App boosts preschoolers’ motor skills


Preventing childhood obesity could soon take a major “hop” forward with an app that teaches kids to do just that, and to skip, run and throw a ball.

“Fundamental motor skills like hopping, running and throwing a ball are critical to physical activity, and physical activity is a crucial part of preventing childhood obesity,” said Amanda Staiano, Ph.D., Associate Professor at Pennington Biomedical Research Center. “But these movement skills don’t emerge naturally. They must be taught, practiced and reinforced.”

Almost all preschoolers are physically active at least part of the day. The problem is that preschoolers who don’t get a chance to kick or throw a ball or jump and play hopscotch don’t develop the basic skills they need to get involved in more organized sports and activities in grade school. As they get older, children drift into more sedentary behavior, depriving them of opportunities to build strong hearts and muscles and raising their risk of obesity and other chronic illnesses.

“Unfortunately, 77 percent of preschoolers are far below average when it comes to basic motor skills,” Dr. Staiano said. “Improving those skills usually means waiting until more formalized physical education is available or attending programs that might have instructors with motor expertise, but this approach delays the onset of structured opportunities or limits the number of children who can get help.”

Apps may be the answer.

A 12-week app program boosted children’s motor skills an average of 15.5 percentage points, taking them from below average to average rating, according to a new study published in the journal Pediatrics.

The study enrolled 72 children, whose ages ranged from 3 to 5 years old. The preschoolers were randomly divided into two groups. In both groups, parents downloaded a study app to their phones. One group of parents received an app that provided 3 months of activities, lessons, and games to promote children’s “free play” routines. The other group had parents download an app that provided a 3-month program of structured activities that focused on six motor skills—hopping, throwing, sliding, kicking, jumping and catching—for 12 minutes a day through the app.  

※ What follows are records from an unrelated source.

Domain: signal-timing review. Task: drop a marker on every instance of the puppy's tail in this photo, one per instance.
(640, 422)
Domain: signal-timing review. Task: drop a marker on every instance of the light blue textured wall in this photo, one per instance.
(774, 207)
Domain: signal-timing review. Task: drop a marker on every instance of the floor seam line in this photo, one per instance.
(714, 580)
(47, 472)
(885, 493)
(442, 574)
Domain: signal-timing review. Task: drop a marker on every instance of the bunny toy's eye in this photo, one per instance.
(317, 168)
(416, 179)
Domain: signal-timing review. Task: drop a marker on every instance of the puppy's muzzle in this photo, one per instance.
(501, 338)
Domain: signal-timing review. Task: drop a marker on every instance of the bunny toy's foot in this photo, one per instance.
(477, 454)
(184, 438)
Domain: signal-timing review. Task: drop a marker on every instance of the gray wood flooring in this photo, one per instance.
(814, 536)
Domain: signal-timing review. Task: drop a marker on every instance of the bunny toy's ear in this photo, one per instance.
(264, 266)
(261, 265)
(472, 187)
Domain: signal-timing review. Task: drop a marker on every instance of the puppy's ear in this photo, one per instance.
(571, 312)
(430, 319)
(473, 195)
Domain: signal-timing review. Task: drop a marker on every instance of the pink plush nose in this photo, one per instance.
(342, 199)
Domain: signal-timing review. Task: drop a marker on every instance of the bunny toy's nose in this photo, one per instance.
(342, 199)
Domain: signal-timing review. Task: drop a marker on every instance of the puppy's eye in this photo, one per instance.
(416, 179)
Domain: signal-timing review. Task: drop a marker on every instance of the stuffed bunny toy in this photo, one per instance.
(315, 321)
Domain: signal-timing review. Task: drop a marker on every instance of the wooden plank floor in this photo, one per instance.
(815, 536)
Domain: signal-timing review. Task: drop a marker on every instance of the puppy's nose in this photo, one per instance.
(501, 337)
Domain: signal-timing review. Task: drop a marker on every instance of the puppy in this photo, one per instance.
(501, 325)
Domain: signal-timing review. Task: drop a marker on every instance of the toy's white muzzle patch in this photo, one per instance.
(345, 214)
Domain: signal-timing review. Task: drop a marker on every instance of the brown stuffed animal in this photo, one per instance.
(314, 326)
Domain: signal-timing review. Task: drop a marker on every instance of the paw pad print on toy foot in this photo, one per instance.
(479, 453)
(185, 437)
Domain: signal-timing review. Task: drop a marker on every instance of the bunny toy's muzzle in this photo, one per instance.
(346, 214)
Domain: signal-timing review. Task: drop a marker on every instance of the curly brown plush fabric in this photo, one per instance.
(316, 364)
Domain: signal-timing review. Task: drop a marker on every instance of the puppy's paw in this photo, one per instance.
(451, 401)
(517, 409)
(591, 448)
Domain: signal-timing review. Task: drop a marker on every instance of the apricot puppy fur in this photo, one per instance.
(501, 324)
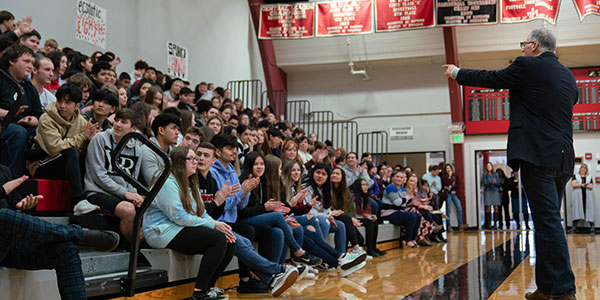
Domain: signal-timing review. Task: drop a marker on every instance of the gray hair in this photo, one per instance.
(545, 39)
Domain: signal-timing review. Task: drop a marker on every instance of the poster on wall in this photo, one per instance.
(587, 7)
(392, 15)
(344, 18)
(287, 21)
(517, 11)
(177, 61)
(90, 24)
(459, 12)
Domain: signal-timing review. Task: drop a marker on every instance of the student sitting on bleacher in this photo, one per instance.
(166, 129)
(274, 277)
(178, 220)
(105, 103)
(364, 213)
(104, 187)
(18, 62)
(394, 209)
(62, 136)
(293, 197)
(343, 210)
(31, 243)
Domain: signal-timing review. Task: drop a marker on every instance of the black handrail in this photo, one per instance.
(128, 285)
(12, 112)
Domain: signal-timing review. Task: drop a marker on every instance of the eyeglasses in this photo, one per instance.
(523, 44)
(191, 159)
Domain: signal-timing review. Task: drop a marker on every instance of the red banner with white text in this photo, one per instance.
(344, 17)
(287, 21)
(587, 7)
(517, 11)
(392, 15)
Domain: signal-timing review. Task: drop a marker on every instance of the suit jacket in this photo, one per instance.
(542, 95)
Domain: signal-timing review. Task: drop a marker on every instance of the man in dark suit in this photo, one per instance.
(540, 143)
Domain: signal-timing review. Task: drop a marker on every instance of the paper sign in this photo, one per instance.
(90, 25)
(177, 61)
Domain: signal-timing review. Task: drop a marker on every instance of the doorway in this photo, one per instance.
(499, 161)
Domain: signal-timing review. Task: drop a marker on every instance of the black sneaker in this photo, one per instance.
(210, 295)
(253, 286)
(284, 280)
(302, 271)
(323, 266)
(380, 252)
(99, 240)
(307, 259)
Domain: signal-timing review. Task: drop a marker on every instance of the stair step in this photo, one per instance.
(108, 284)
(95, 263)
(56, 220)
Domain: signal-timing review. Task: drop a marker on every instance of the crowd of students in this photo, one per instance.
(237, 175)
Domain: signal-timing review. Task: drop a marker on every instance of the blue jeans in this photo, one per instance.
(30, 243)
(453, 198)
(374, 206)
(411, 221)
(276, 219)
(13, 142)
(339, 233)
(544, 188)
(246, 253)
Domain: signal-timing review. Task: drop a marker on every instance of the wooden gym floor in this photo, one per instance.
(472, 265)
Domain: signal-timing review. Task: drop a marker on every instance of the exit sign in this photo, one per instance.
(458, 138)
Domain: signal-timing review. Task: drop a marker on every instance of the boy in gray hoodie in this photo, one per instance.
(103, 187)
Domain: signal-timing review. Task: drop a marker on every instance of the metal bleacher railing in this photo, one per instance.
(249, 91)
(128, 284)
(343, 133)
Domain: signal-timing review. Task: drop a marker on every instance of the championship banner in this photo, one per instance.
(392, 15)
(459, 12)
(286, 21)
(586, 8)
(177, 61)
(90, 23)
(344, 18)
(517, 11)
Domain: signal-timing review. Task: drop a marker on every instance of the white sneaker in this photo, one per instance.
(345, 273)
(84, 207)
(283, 281)
(302, 271)
(352, 259)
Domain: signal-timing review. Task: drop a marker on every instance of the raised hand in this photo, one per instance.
(10, 186)
(249, 184)
(449, 69)
(225, 192)
(28, 202)
(136, 199)
(272, 205)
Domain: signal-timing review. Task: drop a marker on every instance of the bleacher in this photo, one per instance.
(106, 273)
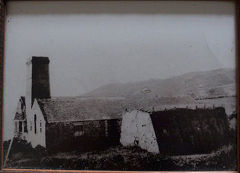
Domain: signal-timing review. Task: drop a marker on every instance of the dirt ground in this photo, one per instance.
(120, 158)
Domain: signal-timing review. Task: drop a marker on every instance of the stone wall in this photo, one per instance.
(187, 131)
(82, 136)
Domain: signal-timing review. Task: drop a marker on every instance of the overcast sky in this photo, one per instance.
(91, 44)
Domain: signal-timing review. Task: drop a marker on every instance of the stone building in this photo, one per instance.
(64, 122)
(176, 131)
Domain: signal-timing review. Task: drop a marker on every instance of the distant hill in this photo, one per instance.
(192, 85)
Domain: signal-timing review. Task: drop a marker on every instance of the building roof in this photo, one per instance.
(67, 109)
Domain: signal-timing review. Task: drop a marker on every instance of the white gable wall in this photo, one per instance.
(38, 138)
(137, 129)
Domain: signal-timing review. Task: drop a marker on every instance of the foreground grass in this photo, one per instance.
(122, 158)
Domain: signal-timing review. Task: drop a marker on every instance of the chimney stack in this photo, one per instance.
(38, 85)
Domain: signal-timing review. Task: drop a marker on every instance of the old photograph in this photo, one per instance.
(120, 85)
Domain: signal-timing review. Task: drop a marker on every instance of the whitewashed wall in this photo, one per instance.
(137, 125)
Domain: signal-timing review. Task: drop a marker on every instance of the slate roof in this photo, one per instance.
(67, 109)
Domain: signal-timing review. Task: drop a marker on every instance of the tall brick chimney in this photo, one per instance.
(38, 85)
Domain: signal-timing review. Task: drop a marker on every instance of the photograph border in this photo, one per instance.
(3, 14)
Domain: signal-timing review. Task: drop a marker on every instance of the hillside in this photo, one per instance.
(220, 82)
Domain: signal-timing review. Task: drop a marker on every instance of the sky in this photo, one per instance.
(92, 43)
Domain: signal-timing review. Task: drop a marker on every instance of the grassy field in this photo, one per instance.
(120, 158)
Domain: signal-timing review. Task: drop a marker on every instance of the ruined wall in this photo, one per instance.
(82, 136)
(187, 131)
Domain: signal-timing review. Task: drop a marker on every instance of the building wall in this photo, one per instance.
(188, 131)
(137, 130)
(36, 129)
(82, 136)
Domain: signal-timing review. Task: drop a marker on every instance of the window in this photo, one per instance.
(35, 124)
(20, 126)
(78, 130)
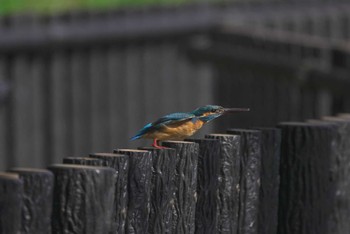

Children in the motor skill app group significantly improved their motor skills when compared to the free play app preschoolers.

In addition, three months after the structured activities ended, the children in the motor skill app group still maintained their higher motor skill levels.  Meanwhile, the children in the free-play group saw their motor skills decline.

The study shows that app-based, in-home programs can help children improve their motor skills, said Dr. Staiano, who co-led the project along with Dr. Kip Webster an Assistant Professor in the Institute of Public and Preventive Health at Augusta University.

“Clinicians and educators should encourage parents to take part in activities that reinforce their children’s motor skill development, especially during the preschool years and as they prepare for kindergarten,” Dr. Webster said. “Apps provide an excellent avenue to reach a large number of families that might otherwise be limited in time or access to participate in these types of early motor skill programs and gives children an early start on developing these critical skills.”